As a girl who became a (minor) celebrity, shoved into the thresher of the pop industry, working with the producer Leslie Howe, she was already peeking behind the magic mirror; she had an experience of the world that was precocious and traumatic. During video shoots, she wasn’t allowed to eat (Morissette says this caused her eating disorders that lasted for years), and she alludes to what happened to her sexually — the experiences that, at the time, she viewed as “consensual,” but that she now sees more clearly as statutory rape. The Alanis we see in clips from the time — on talk shows, at award ceremonies — looks giddy but vulnerable, with a fawn-in-the-headlights look under her frizzy big hair. The lie she was telling was in what she denied: that though she was a star (and, indeed, because she was a star), the world of men was crushing her.

She cooperated less and less, chafing at the role of pop princess. But since that’s all her record label, MCA, wanted her to be, the label dropped her. Which could have been the end of the story. That she persevered makes her no different, in theory, than a great many other pop stars. But once she put the teen-pop 1980s behind her, Morissette became a musician in search of an identity. And part of her story is that everything she was now turning her back on — the synthetic musical fakery, the sexual victimization — became the rocket fuel for her next act. Justin Timberlake didn’t need to have a reckoning over his NSYNC days. George Michael, in the “Freedom! ’90” video, immolated his shiny black leather jacket as an act of liberation, but come on — it’s not like someone at the record company forced him to dress that way for the “Faith” video. Alanis, in reinventing herself, was ripping her entire being out of the patriarchal pop machine. That’s what set the stage for the exaltation of her anger.

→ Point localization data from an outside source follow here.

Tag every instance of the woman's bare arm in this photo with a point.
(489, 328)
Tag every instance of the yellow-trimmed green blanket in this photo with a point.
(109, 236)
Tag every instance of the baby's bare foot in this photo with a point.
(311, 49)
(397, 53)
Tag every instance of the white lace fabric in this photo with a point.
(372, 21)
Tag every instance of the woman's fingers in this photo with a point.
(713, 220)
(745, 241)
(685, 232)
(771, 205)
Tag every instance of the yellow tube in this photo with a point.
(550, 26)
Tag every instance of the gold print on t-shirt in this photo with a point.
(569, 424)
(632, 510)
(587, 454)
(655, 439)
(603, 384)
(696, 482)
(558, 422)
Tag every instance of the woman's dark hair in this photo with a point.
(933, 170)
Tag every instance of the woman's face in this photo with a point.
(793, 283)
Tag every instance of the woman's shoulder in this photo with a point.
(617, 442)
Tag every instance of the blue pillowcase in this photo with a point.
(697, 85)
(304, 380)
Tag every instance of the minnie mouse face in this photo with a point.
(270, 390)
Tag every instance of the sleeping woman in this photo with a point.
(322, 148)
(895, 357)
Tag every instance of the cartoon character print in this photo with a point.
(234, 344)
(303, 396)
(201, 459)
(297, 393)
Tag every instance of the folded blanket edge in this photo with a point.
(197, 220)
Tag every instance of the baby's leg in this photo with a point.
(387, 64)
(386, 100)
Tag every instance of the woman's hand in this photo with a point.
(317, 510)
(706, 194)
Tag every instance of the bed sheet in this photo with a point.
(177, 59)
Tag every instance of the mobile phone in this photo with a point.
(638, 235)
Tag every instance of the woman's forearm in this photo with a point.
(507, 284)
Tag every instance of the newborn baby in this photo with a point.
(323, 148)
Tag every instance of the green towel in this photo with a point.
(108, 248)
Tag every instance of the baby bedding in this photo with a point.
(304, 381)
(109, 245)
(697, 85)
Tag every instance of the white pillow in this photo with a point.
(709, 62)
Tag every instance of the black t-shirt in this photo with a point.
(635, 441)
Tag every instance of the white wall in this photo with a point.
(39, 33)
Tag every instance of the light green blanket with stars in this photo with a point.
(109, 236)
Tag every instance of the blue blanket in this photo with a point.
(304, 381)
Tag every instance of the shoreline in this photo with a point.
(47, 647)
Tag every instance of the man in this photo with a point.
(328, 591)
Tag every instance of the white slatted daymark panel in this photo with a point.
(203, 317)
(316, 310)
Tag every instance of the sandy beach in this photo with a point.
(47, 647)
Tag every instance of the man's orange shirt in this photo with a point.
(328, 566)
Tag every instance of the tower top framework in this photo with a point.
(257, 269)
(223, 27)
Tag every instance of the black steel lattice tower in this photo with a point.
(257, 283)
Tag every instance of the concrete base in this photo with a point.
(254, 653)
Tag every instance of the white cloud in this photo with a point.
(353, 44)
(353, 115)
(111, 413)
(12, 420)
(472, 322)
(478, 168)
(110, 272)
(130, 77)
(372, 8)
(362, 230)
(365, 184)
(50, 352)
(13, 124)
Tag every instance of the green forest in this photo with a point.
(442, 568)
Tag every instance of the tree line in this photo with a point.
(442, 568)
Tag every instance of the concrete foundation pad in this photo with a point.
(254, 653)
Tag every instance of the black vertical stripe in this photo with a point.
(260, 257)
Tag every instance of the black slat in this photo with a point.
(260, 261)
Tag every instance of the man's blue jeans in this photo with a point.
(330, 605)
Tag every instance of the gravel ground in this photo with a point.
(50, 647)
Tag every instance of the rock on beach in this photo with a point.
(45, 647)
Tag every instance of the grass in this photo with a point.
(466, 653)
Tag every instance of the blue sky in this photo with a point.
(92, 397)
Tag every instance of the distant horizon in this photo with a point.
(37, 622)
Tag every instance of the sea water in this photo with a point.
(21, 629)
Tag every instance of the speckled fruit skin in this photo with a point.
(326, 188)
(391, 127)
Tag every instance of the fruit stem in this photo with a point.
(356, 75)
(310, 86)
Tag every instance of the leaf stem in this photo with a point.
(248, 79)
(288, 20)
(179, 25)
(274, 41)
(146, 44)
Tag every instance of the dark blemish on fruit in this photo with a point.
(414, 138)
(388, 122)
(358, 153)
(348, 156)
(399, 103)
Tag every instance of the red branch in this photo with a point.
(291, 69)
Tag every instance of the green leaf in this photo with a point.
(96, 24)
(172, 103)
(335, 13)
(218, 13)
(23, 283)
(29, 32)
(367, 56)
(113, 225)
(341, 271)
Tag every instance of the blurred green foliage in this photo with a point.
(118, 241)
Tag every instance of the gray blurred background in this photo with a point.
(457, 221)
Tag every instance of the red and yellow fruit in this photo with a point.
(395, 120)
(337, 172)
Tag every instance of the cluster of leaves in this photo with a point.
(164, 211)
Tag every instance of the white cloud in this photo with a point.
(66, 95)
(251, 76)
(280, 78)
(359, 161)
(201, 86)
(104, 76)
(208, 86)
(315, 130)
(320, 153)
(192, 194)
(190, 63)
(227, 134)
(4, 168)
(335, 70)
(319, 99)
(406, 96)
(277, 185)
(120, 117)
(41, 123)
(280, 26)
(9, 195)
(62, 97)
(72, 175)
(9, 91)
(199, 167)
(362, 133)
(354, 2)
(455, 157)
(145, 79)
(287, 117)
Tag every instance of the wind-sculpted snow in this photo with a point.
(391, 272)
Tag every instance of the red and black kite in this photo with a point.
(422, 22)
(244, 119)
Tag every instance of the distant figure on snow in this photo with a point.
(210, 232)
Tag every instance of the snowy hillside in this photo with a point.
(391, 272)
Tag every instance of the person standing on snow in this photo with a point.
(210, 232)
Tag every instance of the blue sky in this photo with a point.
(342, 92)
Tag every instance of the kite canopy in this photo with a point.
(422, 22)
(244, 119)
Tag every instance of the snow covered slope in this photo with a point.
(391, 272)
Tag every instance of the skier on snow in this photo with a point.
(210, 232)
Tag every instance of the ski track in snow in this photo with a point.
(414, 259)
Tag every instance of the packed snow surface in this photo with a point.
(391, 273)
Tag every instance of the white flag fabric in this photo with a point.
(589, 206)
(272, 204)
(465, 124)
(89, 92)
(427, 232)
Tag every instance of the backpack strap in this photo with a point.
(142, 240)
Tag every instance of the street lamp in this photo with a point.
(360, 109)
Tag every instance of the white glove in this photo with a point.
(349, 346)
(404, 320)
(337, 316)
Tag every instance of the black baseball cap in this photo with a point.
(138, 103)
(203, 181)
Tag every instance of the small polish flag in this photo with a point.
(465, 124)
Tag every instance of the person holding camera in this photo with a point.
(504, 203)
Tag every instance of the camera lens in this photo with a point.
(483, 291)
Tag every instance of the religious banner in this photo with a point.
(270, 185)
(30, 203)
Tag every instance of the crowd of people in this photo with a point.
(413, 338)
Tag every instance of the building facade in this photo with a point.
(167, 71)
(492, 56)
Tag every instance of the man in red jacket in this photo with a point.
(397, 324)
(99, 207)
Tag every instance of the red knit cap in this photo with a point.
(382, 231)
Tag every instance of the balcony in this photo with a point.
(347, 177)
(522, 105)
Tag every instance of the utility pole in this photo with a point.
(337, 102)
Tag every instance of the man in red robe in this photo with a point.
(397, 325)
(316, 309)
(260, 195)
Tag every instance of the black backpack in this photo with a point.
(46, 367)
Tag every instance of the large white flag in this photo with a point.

In Los Angeles, she played a demo of one song for Glen Ballard, and that was it; he saw the light. Ballard didn’t have a record-company budget to work with Alanis, but between February 1994 and February 1995, they did 20 day-long sessions in which they wrote and recorded 20 songs at his home studio. “In every way,” recalls Ballard, “it was like a secret hand-made project that we just kind of amused ourselves with.” (It was also a mode of two-person collaborative recording that paved the way for Taylor Swift and Billie Eilish.) Morissette and Ballard believed in what they were doing but didn’t know what they had, and when they shopped the album around to the major labels, no one wanted it. It was the young executive Guy Oseary, working for Madonna’s boutique label, Maverick Records, who came to the rescue. He signed Alanis, and the rest became history as soon as KROQ, the seminal L.A. rock station, began to play “You Oughta Know.” Within a week, thousands showed up for Alanis’s second club gig.

“Jagged” is a model of how to make a documentary that understands and celebrates an artist but also takes the long view of her. Unlike so many recent music docs, it doesn’t shy away from cultural criticism. Writers from Lorraine Ali to Hanif Abdurraqib offer insightful testimony as to what it was that made Morissette an incandescent talent. The film’s deconstruction of “You Oughta Know” is head-spinning. But it also has Kevin Smith pointing out that Morissette made music that men strongly identified with. (That’s part of the empathy of rock.) On stage, her ferocity was rapturous, but most of her music was laced with joy. Much as I love “Jagged Little Pill,” there are days when my favorite Alanis Morissette song is “Thank U,” off the follow-up album, a song about the journey from pain to happiness — and one that, by the end, is so suffused with happiness that it makes your heart stop…and start again. Only a true voice can do that.